In order to better your chances of falling outside the usual negative therapy outcome statistics for middle back pain, we recommend the adhering to the following advice to help patients navigate the diagnostic and treatment processes safely and more effectively:
First, get thoroughly involved in your own care. Research everything and ask lots of questions of your doctors. Make sure that their answers make logical sense and support what you have learned about your condition. If they do not, or if the doctors do not put in adequate effort in answering your questions, look elsewhere for better quality care.
Next, understand what your diagnosis implies and compare the clinical expectations of the condition to your actual symptoms, including location, duration, severity and consistency. If there are discrepancies, find out why, even if this means consulting with several different types of doctors. In fact, we recommend seeking several medical opinions before seeking any type of treatment for middle back pain. If you suffer from diagnostic eclecticism, take even longer pause before heading into treatment, since this label is a sure path to an unfulfilling therapeutic outcome.
Finally, remember that many pain syndromes are not structurally-based and might link to other nonspinal factors, such as disease, circulatory concern or mindbody causation. In fact, the majority of chronic pain syndromes that defy treatment are indeed of psychoemotional, rather than anatomical, origin. This is a fact that most medical doctors will never even mention to their patients, since this truth contraindicates any treatment that the doctor can offer and therefore deprives them of a paying customer.
Regardless of what the causative theory of pain might be, when the diagnostic verdict is valid, proper treatment should bring about relief. This is logical. When relief does not materialize despite active care, something is obviously wrong. Usually, the factor that has ruined the possibility of enjoying a positive end result is misdiagnosis of the causative condition responsible for creating the pain.
When the diagnosis is sound, curative forms of back pain treatment can all be very effective, including surgical intervention, nonsurgical spinal decompression and even simple rest and rehabilitation. Symptomatic therapies might not provide a complete and lasting cure, but should be effectual in their reduction of pain and related expressions. Once again, if these circumstances do not occur, we typically recommend that patients read the above paragraph again, since the diagnosis is typically where the problem resides.
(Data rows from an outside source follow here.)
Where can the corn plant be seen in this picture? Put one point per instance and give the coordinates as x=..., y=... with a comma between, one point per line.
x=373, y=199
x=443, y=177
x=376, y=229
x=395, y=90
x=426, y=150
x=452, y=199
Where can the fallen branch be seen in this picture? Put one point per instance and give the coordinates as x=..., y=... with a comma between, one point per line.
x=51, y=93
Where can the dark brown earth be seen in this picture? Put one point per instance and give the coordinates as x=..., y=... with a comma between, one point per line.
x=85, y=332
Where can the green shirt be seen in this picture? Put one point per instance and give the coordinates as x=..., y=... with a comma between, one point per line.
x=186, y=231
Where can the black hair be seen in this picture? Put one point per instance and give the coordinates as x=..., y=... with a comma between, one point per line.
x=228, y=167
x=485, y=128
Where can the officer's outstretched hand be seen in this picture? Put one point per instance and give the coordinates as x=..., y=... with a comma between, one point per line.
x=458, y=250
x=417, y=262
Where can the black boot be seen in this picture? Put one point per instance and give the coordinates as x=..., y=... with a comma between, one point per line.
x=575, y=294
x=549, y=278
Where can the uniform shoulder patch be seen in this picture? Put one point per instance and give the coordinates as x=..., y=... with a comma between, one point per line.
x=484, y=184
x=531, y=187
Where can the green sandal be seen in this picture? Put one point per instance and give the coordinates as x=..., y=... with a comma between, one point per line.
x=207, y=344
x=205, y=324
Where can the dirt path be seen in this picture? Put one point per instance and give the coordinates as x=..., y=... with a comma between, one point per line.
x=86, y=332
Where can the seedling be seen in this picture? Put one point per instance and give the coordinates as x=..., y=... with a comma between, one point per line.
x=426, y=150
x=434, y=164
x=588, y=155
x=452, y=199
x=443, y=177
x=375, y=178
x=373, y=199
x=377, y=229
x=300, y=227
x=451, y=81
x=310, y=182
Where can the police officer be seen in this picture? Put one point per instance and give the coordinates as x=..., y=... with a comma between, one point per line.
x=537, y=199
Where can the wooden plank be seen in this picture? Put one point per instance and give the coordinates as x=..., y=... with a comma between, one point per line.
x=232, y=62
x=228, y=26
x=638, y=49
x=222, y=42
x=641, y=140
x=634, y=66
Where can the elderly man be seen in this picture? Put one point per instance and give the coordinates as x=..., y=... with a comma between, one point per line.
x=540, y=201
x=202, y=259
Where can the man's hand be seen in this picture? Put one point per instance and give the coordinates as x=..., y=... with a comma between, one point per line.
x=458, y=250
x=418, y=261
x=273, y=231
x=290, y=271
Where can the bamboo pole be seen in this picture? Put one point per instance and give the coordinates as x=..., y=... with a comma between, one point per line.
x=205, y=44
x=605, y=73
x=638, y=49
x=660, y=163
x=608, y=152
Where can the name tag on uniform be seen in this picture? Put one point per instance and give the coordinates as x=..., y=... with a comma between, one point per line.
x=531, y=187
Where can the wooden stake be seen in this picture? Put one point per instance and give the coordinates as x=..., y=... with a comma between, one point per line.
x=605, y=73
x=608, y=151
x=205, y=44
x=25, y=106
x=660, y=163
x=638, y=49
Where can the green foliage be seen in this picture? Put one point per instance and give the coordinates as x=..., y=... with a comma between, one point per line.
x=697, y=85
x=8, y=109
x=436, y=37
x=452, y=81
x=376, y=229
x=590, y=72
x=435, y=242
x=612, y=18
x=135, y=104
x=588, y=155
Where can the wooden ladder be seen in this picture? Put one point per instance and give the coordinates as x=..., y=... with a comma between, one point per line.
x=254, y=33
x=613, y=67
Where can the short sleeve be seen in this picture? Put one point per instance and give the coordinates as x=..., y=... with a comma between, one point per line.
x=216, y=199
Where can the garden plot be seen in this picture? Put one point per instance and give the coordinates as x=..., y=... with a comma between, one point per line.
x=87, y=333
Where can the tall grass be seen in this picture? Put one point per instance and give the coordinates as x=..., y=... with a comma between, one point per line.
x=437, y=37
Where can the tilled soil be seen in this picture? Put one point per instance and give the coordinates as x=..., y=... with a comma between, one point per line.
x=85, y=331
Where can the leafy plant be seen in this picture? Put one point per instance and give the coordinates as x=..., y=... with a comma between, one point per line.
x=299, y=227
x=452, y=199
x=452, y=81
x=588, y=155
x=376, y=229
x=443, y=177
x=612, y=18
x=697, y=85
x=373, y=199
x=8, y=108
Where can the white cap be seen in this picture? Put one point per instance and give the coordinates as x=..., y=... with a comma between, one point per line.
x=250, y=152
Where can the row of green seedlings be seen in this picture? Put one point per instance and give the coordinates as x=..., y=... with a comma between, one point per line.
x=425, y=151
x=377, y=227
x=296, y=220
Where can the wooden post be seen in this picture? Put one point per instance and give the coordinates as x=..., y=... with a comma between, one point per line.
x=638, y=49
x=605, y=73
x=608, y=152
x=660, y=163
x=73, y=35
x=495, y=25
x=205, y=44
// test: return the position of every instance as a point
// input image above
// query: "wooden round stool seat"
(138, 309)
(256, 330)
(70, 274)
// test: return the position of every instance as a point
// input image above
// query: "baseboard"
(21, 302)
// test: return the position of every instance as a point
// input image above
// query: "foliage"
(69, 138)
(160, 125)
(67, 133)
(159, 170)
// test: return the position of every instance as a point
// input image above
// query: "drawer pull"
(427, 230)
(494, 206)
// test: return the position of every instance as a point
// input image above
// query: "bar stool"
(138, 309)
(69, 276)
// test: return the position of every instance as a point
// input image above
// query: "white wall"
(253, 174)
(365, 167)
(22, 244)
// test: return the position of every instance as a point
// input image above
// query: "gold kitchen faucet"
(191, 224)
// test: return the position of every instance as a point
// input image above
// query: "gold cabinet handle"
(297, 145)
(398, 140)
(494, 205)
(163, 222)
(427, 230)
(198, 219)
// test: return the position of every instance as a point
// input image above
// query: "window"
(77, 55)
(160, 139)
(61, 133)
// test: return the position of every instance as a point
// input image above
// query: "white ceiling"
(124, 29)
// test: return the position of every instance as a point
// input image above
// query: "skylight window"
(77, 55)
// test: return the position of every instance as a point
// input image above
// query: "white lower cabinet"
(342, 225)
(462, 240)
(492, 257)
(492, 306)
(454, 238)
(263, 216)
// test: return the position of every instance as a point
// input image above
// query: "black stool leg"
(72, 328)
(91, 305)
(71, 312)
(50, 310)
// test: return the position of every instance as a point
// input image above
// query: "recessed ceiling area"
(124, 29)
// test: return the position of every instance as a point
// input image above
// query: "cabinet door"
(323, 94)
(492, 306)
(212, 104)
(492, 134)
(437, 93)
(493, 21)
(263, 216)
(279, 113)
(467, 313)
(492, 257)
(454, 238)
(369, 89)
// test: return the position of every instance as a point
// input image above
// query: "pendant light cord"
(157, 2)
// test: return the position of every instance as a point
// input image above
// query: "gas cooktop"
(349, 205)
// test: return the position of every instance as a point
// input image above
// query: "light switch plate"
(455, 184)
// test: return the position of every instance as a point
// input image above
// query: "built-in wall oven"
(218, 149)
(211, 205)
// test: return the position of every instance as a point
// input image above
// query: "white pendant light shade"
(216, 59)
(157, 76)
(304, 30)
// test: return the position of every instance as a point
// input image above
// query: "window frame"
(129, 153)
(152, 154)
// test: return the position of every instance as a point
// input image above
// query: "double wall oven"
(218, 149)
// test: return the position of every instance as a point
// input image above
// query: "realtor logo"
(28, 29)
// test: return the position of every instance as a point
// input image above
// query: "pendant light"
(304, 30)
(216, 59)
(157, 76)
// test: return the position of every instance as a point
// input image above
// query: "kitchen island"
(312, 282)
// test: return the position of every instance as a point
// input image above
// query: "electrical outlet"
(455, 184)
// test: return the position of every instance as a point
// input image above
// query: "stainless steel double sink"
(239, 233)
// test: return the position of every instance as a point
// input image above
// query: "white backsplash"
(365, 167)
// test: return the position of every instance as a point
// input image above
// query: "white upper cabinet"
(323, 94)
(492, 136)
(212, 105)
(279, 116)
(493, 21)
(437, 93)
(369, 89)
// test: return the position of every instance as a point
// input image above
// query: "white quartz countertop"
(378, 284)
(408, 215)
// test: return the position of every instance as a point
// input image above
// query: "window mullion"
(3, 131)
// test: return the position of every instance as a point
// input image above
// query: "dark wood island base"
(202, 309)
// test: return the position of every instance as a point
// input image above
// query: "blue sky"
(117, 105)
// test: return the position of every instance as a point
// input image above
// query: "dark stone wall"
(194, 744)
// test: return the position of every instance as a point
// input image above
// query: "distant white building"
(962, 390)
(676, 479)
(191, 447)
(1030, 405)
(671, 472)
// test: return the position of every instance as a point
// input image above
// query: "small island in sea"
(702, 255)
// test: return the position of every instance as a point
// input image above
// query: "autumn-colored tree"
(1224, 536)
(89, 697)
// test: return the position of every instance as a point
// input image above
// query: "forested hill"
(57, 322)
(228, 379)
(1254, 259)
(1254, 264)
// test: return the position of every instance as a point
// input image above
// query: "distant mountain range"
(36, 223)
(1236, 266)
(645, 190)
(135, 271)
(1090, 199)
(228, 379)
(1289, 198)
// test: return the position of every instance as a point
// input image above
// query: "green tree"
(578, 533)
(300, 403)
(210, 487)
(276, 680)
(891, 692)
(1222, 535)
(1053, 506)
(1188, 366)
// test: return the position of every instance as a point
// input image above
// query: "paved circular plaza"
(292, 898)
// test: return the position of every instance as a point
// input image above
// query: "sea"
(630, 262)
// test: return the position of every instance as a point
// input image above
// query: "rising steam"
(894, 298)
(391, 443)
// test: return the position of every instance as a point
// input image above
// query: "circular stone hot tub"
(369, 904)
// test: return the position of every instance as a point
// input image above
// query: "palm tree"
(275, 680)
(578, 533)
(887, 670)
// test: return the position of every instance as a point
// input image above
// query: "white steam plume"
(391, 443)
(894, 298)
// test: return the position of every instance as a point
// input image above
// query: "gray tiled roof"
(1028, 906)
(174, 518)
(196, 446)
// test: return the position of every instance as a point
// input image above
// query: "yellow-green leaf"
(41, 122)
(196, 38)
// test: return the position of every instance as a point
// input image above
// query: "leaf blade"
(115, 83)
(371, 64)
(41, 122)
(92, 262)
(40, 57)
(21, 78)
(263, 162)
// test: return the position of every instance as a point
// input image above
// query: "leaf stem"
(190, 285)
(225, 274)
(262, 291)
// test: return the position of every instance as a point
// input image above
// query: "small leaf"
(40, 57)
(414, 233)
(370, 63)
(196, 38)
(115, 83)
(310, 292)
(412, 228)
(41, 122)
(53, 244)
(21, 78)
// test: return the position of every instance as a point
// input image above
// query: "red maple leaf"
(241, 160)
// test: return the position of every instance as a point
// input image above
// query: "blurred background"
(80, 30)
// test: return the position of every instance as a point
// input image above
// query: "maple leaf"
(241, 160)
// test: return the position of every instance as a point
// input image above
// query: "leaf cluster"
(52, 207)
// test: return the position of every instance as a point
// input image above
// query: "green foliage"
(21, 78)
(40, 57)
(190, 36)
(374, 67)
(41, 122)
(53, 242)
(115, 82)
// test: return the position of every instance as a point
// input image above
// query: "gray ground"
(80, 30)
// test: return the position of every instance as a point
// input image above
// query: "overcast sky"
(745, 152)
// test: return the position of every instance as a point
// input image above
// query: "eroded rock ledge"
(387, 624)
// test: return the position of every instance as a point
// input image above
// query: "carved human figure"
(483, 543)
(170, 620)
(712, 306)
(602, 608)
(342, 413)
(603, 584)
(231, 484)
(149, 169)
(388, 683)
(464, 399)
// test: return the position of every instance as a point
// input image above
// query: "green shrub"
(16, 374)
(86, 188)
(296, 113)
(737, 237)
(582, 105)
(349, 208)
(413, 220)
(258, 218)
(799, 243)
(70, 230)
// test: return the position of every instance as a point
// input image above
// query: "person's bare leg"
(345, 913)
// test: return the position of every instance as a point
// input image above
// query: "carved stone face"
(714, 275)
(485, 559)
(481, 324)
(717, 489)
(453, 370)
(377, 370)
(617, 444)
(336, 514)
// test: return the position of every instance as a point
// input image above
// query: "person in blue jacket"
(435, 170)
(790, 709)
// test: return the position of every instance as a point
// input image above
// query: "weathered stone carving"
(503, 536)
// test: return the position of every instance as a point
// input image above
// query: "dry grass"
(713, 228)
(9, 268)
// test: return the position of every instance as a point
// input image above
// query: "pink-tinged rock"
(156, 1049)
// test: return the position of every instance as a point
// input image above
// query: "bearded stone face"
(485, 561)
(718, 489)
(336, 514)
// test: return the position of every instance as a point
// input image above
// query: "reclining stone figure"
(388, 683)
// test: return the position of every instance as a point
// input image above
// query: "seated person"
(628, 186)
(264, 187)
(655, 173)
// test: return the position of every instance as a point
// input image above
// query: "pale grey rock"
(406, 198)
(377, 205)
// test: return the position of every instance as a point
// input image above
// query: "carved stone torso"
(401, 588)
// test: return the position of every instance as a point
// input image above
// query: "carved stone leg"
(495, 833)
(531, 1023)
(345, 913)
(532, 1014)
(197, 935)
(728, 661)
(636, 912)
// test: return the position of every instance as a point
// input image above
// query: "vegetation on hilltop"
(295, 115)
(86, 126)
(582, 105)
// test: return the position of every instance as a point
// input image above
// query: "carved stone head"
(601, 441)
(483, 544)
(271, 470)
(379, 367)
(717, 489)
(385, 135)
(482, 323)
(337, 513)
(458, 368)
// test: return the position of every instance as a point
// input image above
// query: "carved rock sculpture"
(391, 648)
For patients who have suffered multiple diagnostic revisions and have experienced no marked relief from treatments of all varieties, our experience speaks volumes to the probable mindbody nature of the syndrome. For these types of scenarios, there is certainly no harm in investigating the proven techniques of knowledge therapy. In fact, why wait until you are so desperate that you will try anything? Why not explore this time-tested and effective treatment ahead of undergoing any dangerous, expensive or generally ineffectual medical or complementary therapy? This approach is all potential benefit and no downside. If it does not work, then nothing has been risked or lost. If it provides a cure, then it might have actually saved your very life.